21 Wednesday Nov 2012

Posted by WS50 in Food, Words

≈ 1 Comment

Tags

Food, Julie Seyler, Thanksgiving, The Write Side of 50, Words

BY JULIE SEYLER

When I was growing up, Thanksgiving always had a pattern. My mother hosted one year, my Aunt Liz the following year, and my Aunt Millie the next year. If it was at Millie’s my father would inevitably grumble how he would never go again because that drive to Long Island was impossible, but of course we went. My male cousins, completely incommunicado, hovered in front of the football games until they were forced to sit at their own “children’s” table.I seem to distinctly remember that the adults, aunts, uncles, cousins, and my parents, were always passionately engaged in political discussions.  These were the days of the Vietnam War and Watergate, and the back-and-forth repartee took us from apps to dessert.

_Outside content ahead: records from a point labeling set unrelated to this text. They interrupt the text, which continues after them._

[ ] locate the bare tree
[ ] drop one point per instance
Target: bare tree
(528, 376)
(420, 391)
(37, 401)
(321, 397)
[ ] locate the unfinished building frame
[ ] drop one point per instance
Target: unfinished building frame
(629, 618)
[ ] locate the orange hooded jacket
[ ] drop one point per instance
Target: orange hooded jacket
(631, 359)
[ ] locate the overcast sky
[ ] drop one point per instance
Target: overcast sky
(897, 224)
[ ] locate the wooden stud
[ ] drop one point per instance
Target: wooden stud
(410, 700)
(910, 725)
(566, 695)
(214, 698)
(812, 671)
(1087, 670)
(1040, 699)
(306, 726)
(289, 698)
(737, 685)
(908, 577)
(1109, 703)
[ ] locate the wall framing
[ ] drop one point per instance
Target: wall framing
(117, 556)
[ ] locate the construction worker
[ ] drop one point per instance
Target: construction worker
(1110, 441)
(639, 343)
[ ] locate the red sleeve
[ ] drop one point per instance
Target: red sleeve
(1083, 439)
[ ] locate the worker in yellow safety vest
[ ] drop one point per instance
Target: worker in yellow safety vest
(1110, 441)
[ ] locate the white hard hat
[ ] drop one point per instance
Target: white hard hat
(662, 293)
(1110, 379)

Of course, there was a huge turkey (my cousin Leslie and I always hung around the kitchen competing for the best piece of skin while it was being carved) sweet potato casserole with marshmallows, Pepperidge Farm stuffing, canned jelled cranberry sauce and store-bought pies. We were not a creative cooking group, nor a baking family.  Not until my cousin Richard met Martha did we finally have a couple of home made pies on the table.  And so that is the Thanksgiving in my mind.